VMware Cloud Community
Bill_Oyler
Hot Shot
Hot Shot

Purple Screen on Cisco UCS server with ESXi 6.5 Build 5146846 (March 9, 2017)

Last week I patched our (7) lab ESXi 6.5 servers to the current patch level (Build 5146846 - from March 9, 2017).  The (5) Dell servers have been running flawlessly on this new patch level.  However, the (2) Cisco UCS B200 M4 servers have been crashing constantly with Purple Screen of Death (PSOD).  I verified that the Cisco UCS servers are running the current firmware (BIOS & VIC) supported by Cisco with ESXi 6.5, and I also used Update Manager to apply the current Cisco Image Profile ("Vmware-ESXi-6.5a.0-4887370-Custom-Cisco-6.5.0.2-Bundle.zip " from 2017-03-14), to get the current drivers, but that did not help -- PSODs continued.  The PSODs keep occurring on both ESXi hosts in the 2-node Cisco cluster, rendering a complete cluster outage.  First, one ESXi host PSODs.  Then a little while later, the second ESXi host PSODs.  Sometimes the PSOD takes 5 hours to occur, sometimes it only takes 25 minutes.  (Another PSOD occurred while I was typing this post, after a reboot of the blade just about 25 minutes earlier.)  I've captured dozens of PSOD screen shots, and every single one contains the following lines:

NOT_IMPLEMENTED bora/vmkernel/sched/cpusched.c:9581

On each PSOD, a different VM name is listed two lines below the above error code, so there is no consistency as to which VM triggers this panic. 

The interesting thing is that the (5) Dell servers are humming along without issue on this patch level.  The Cisco servers are using Intel(R) Xeon(R) CPU E5-2670 v3 CPUs, while the Dell servers are using earlier generation CPUs (Sandy Bridge or Westmere).  Both the Dell servers and Cisco servers are using vSphere Replication 6.5.  The Cisco servers are running a heavier load of VMs, many of which are using multiple vCPUs, so perhaps there is another vCPU scheduling bug that is being triggered? 

We have vRealize Log Insight running, and the following are some of the last messages sent by the ESXi host after PSOD:

[Originator@6876 sub=VpxaHalCnxHostagent opID=WFU-491dcb0b] Applying updates from 215636 to 215637 (at 215636)
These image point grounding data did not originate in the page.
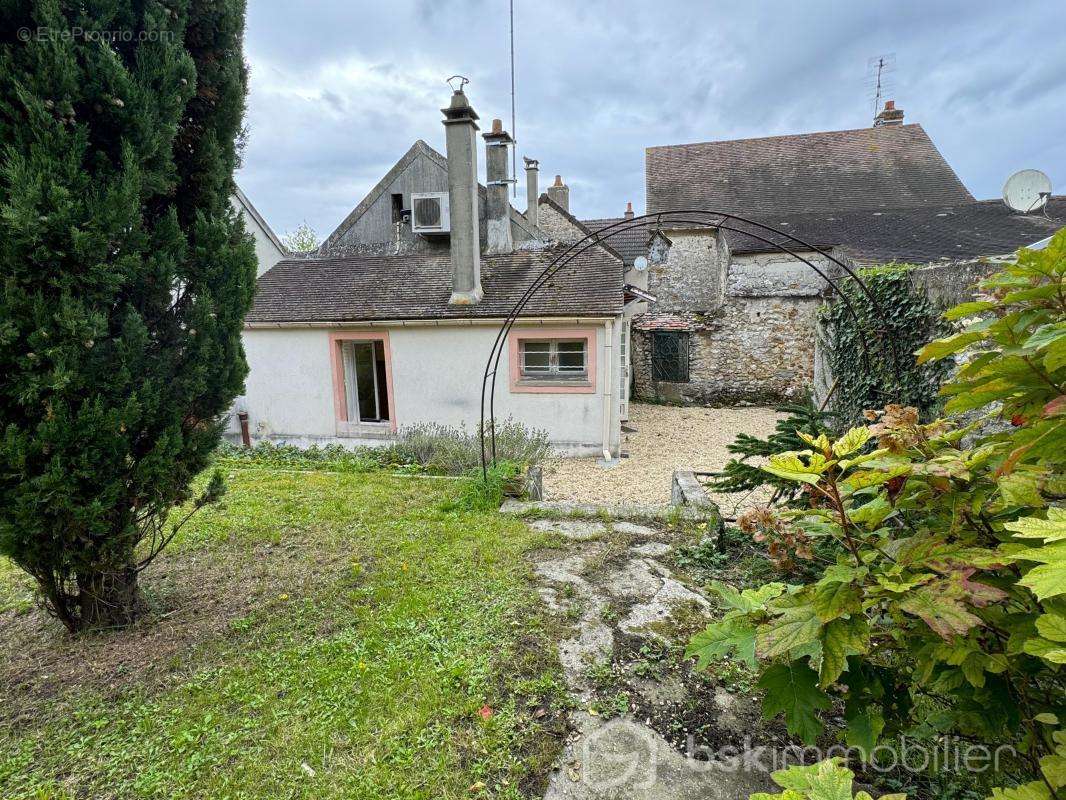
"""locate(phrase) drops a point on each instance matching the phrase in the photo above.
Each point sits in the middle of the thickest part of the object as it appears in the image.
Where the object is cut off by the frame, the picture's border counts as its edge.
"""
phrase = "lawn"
(316, 635)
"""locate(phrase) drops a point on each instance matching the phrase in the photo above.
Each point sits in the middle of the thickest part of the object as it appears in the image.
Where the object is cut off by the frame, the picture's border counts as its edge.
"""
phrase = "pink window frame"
(337, 364)
(548, 385)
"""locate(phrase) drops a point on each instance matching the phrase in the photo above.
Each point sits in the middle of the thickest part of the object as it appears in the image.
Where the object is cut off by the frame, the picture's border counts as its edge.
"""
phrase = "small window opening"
(669, 356)
(554, 358)
(397, 207)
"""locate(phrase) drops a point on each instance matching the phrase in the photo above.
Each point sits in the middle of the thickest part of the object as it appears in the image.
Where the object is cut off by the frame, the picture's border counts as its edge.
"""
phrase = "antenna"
(514, 127)
(1027, 190)
(879, 69)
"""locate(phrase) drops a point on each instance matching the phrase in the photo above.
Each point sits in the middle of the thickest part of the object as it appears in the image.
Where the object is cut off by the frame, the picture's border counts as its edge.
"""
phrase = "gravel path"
(667, 437)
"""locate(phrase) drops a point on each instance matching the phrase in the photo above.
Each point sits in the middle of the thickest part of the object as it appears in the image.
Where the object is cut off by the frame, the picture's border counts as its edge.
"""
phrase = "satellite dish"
(1027, 190)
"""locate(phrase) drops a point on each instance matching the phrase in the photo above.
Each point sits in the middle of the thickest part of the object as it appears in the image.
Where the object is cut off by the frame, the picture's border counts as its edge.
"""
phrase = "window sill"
(553, 385)
(365, 430)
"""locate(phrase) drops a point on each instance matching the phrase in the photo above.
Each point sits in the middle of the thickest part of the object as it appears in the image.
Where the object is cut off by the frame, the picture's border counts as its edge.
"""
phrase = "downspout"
(608, 386)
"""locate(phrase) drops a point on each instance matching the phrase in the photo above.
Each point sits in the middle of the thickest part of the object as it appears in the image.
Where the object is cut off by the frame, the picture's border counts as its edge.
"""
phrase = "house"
(269, 248)
(736, 319)
(390, 323)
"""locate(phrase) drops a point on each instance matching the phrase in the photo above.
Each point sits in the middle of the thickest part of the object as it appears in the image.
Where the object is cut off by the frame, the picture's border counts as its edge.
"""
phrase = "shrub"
(872, 358)
(946, 607)
(125, 276)
(451, 450)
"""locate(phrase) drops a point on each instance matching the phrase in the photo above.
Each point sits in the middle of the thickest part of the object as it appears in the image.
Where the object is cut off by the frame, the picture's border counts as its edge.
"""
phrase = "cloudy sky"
(340, 89)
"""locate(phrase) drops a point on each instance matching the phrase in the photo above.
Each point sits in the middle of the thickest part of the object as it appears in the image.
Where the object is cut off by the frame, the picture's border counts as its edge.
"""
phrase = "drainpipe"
(608, 386)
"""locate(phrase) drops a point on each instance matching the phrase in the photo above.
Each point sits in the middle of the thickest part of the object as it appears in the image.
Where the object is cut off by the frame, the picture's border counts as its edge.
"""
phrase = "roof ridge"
(785, 136)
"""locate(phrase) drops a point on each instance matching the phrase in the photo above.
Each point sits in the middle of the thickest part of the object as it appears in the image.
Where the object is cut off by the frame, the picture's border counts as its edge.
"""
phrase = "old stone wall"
(691, 277)
(750, 326)
(750, 349)
(556, 226)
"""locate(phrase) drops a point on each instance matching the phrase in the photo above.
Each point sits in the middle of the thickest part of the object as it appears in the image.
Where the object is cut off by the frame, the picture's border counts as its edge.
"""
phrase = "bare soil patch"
(195, 598)
(667, 437)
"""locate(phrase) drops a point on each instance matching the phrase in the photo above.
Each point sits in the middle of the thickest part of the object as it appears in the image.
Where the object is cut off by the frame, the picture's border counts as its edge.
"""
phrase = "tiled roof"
(888, 166)
(418, 285)
(918, 235)
(663, 322)
(629, 242)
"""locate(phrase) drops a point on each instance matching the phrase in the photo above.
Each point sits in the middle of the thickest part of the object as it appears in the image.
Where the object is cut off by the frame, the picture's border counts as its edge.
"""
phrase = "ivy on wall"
(908, 320)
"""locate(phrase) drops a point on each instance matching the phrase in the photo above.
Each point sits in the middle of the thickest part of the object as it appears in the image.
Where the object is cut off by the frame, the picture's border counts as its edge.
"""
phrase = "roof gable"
(886, 166)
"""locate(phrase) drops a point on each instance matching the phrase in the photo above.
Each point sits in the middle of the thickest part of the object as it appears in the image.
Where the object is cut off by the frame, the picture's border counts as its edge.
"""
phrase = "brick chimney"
(461, 141)
(498, 212)
(532, 190)
(889, 115)
(560, 193)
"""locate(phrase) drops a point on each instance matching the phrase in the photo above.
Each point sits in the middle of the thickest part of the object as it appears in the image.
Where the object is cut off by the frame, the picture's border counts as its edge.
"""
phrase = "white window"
(554, 358)
(366, 388)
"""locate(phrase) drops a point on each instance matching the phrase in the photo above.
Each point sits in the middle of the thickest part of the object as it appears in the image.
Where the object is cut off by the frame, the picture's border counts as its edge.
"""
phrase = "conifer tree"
(125, 275)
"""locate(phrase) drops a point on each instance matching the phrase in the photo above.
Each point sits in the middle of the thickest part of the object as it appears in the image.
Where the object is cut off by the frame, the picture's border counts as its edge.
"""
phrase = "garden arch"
(689, 219)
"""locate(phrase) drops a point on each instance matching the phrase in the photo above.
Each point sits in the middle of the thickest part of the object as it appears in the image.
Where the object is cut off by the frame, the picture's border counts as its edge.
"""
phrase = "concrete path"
(613, 582)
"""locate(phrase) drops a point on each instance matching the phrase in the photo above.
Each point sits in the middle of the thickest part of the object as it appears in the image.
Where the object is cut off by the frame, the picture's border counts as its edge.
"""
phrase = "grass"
(355, 636)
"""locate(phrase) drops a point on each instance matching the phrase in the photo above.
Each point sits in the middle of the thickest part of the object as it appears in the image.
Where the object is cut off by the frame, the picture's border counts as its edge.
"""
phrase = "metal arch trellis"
(698, 218)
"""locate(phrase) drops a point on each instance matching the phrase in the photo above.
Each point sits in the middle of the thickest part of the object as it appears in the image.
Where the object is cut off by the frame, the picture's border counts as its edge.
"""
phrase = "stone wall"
(750, 325)
(759, 350)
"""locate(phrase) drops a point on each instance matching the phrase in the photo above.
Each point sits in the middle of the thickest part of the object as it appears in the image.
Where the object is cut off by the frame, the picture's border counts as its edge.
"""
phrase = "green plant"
(871, 358)
(827, 780)
(125, 276)
(454, 450)
(742, 475)
(949, 591)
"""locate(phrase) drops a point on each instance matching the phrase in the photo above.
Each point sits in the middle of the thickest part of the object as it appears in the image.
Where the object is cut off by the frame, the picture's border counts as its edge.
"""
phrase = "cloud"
(339, 91)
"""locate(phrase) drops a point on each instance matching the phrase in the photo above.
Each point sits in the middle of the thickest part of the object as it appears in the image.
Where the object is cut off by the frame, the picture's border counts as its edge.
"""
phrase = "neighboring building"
(269, 248)
(736, 319)
(391, 323)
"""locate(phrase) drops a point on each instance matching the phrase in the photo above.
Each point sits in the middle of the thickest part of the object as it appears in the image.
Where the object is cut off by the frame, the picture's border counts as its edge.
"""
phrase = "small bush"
(451, 450)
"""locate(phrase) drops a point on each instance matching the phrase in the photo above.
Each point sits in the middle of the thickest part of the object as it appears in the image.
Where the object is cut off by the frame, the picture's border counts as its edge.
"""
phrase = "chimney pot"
(560, 193)
(532, 190)
(498, 234)
(464, 242)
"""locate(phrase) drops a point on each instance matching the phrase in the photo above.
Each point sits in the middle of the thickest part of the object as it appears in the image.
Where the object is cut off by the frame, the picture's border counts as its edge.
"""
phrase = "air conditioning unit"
(429, 213)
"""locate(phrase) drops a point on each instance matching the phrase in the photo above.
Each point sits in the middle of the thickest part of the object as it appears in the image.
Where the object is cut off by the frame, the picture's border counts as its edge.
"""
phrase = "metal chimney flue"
(498, 233)
(560, 193)
(532, 190)
(461, 128)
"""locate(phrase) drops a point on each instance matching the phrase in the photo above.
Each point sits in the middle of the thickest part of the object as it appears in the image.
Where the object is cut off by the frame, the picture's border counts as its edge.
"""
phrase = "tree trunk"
(109, 598)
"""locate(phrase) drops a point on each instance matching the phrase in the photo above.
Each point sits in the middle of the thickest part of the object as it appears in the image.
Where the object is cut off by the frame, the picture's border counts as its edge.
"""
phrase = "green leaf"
(1051, 529)
(717, 640)
(790, 466)
(1046, 580)
(792, 689)
(943, 613)
(1045, 335)
(968, 309)
(827, 780)
(851, 442)
(795, 627)
(1021, 489)
(943, 348)
(841, 638)
(835, 600)
(1052, 626)
(1033, 790)
(872, 514)
(1046, 650)
(747, 601)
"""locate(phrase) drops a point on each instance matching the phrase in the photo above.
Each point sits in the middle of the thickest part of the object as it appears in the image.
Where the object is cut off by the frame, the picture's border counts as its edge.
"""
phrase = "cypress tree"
(125, 275)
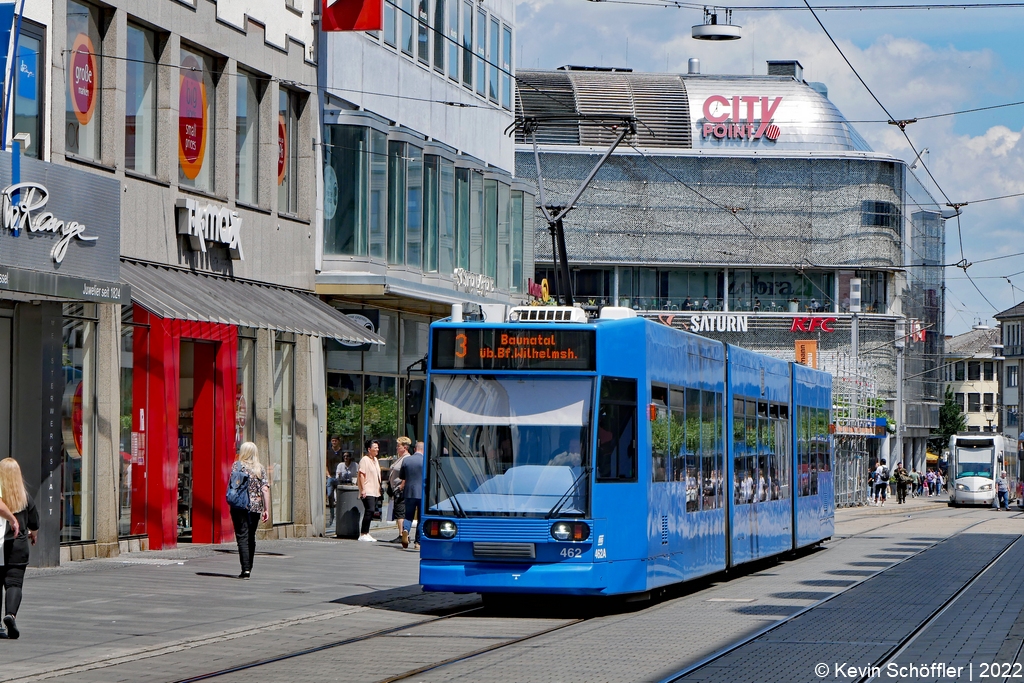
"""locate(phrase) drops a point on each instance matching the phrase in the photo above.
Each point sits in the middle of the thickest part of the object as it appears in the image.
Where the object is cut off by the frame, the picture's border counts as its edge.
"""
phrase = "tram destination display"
(519, 348)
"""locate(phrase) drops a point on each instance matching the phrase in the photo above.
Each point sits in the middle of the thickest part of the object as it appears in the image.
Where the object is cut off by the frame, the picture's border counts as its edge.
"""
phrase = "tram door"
(620, 499)
(6, 357)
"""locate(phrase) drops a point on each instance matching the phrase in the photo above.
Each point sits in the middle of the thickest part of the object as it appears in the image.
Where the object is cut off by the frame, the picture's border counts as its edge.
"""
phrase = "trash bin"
(348, 511)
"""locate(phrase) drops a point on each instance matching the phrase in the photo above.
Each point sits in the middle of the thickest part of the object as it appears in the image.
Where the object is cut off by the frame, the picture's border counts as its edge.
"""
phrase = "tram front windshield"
(974, 460)
(515, 446)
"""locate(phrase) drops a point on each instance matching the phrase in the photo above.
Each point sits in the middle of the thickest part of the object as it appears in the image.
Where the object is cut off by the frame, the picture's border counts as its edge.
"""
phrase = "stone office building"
(748, 209)
(189, 124)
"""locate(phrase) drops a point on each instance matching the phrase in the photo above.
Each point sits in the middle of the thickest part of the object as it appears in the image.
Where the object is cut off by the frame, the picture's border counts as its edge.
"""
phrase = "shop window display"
(78, 423)
(131, 480)
(282, 432)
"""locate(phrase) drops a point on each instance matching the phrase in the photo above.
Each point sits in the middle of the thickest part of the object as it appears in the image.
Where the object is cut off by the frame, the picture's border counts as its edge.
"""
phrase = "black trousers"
(245, 534)
(12, 578)
(369, 507)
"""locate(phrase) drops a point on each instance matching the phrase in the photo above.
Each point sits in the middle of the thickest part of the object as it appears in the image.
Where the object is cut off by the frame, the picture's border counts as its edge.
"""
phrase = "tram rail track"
(680, 675)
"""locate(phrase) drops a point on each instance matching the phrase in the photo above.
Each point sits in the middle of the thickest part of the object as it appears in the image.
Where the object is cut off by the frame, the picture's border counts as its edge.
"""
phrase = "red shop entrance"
(183, 397)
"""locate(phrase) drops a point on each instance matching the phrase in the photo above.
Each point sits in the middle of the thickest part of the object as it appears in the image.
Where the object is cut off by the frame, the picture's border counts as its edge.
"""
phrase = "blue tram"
(613, 456)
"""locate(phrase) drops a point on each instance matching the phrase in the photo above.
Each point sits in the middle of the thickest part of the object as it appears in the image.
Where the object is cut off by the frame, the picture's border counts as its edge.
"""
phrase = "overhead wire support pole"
(555, 214)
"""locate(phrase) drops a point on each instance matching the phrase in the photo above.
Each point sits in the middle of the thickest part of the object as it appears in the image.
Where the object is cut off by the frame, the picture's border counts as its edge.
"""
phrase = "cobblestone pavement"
(175, 614)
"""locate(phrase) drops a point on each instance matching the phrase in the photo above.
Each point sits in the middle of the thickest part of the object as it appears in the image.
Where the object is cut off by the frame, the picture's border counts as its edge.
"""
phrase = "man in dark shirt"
(333, 458)
(411, 476)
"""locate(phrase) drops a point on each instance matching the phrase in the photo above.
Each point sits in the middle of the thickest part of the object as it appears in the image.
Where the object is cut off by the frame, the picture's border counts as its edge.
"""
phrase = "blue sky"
(919, 62)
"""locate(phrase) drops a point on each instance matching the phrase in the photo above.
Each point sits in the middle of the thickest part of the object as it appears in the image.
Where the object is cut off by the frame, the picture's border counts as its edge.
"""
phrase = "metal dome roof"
(729, 114)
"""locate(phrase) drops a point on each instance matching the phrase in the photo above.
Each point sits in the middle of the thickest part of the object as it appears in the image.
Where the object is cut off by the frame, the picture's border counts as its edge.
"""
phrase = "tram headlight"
(440, 528)
(570, 531)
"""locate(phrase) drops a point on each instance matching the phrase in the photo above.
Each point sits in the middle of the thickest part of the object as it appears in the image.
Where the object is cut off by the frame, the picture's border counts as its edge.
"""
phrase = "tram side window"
(677, 406)
(616, 430)
(662, 434)
(710, 471)
(803, 452)
(825, 464)
(780, 429)
(738, 452)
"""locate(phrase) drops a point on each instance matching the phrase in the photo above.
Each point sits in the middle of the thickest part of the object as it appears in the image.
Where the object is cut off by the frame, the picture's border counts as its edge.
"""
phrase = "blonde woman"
(15, 543)
(247, 519)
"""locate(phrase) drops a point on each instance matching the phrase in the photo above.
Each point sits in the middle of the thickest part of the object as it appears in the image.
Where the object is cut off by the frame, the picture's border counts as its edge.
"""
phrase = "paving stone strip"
(859, 627)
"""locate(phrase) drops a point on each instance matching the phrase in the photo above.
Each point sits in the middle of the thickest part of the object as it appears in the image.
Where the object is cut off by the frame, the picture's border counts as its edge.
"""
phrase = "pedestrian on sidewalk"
(247, 519)
(370, 486)
(15, 543)
(394, 485)
(902, 481)
(412, 484)
(882, 482)
(1003, 491)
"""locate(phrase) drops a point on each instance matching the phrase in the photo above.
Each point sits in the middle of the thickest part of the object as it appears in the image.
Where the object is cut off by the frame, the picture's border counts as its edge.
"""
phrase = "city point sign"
(724, 118)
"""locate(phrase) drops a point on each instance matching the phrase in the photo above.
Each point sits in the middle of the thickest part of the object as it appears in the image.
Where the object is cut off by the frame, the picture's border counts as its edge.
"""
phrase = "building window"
(407, 27)
(378, 193)
(197, 121)
(247, 138)
(431, 211)
(516, 209)
(879, 214)
(467, 44)
(481, 52)
(439, 36)
(445, 218)
(395, 203)
(503, 271)
(507, 68)
(462, 218)
(29, 89)
(423, 31)
(414, 208)
(78, 495)
(84, 74)
(493, 57)
(346, 178)
(389, 24)
(489, 246)
(973, 371)
(140, 101)
(282, 430)
(288, 153)
(453, 39)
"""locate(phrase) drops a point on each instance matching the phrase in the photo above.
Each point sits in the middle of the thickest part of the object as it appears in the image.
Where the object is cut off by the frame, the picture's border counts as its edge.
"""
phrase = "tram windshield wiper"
(436, 462)
(567, 495)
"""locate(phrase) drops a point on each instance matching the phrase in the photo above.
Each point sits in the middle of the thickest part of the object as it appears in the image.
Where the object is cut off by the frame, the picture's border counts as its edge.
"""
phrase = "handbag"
(238, 488)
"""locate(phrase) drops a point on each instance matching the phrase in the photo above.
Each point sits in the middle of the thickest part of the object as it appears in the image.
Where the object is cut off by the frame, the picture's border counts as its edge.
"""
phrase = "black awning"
(194, 296)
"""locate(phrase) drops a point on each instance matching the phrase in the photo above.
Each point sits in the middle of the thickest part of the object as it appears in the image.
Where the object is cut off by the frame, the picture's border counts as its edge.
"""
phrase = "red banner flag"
(352, 15)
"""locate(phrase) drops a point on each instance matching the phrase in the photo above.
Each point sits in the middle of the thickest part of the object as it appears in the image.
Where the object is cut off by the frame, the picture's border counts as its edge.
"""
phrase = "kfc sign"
(813, 324)
(743, 117)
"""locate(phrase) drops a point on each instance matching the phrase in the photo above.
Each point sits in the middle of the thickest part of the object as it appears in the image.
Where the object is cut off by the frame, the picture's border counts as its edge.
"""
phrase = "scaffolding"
(855, 406)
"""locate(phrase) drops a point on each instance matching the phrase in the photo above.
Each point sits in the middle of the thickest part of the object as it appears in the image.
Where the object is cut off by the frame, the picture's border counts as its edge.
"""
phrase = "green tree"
(951, 421)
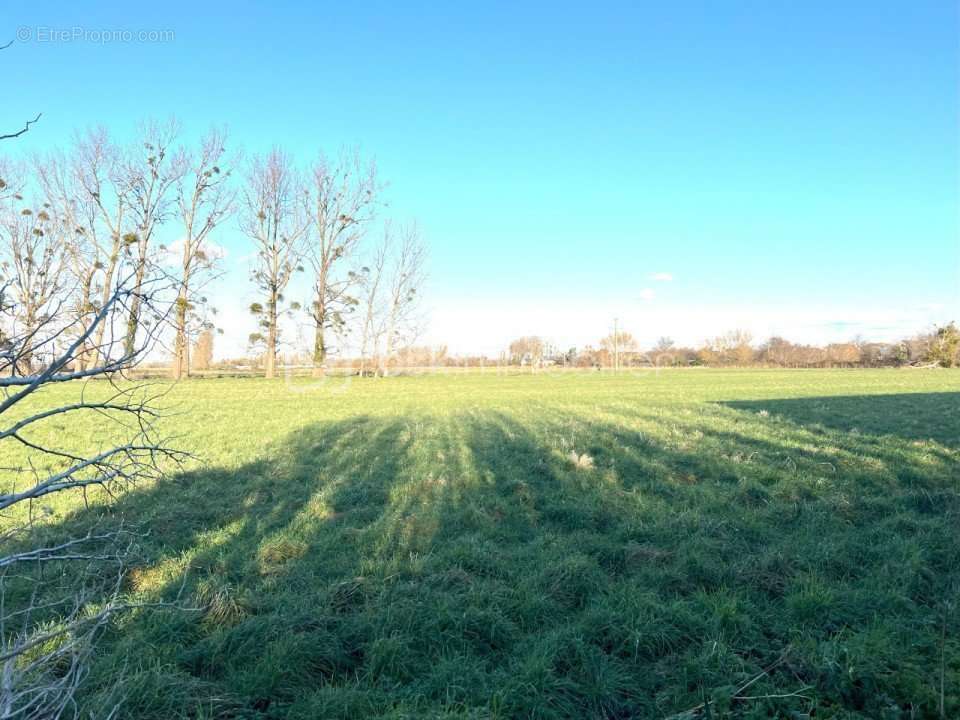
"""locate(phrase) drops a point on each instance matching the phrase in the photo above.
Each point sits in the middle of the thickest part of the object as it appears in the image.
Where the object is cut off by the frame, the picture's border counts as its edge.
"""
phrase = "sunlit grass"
(547, 546)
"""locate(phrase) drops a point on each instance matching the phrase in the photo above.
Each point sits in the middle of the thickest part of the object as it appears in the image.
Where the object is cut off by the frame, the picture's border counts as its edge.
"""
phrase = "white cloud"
(172, 254)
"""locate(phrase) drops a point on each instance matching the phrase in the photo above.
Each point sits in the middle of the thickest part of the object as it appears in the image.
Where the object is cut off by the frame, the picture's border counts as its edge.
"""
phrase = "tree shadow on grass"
(912, 416)
(544, 565)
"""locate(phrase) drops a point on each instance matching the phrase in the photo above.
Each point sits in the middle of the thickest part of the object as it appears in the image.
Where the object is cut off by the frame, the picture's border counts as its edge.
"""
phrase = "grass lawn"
(547, 546)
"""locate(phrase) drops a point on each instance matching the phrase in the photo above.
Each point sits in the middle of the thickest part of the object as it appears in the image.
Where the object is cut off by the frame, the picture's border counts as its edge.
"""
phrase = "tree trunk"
(270, 362)
(181, 365)
(133, 321)
(319, 341)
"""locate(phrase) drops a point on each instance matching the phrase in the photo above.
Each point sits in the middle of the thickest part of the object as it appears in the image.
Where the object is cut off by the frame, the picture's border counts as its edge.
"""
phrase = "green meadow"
(691, 543)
[Originator@6876 sub=PropertyProvider] RecordOp ASSIGN: guest, 45. Sent notification immediately.

The vRealize Log Insight VM is running in the Cisco cluster, so I might be missing some of the most important log entries right at the time of the PSOD.

Anyone else running into this??  (Note that this is a "lab" environment, so it's not production impacting.  This is exactly why we have a "lab" environment!!!)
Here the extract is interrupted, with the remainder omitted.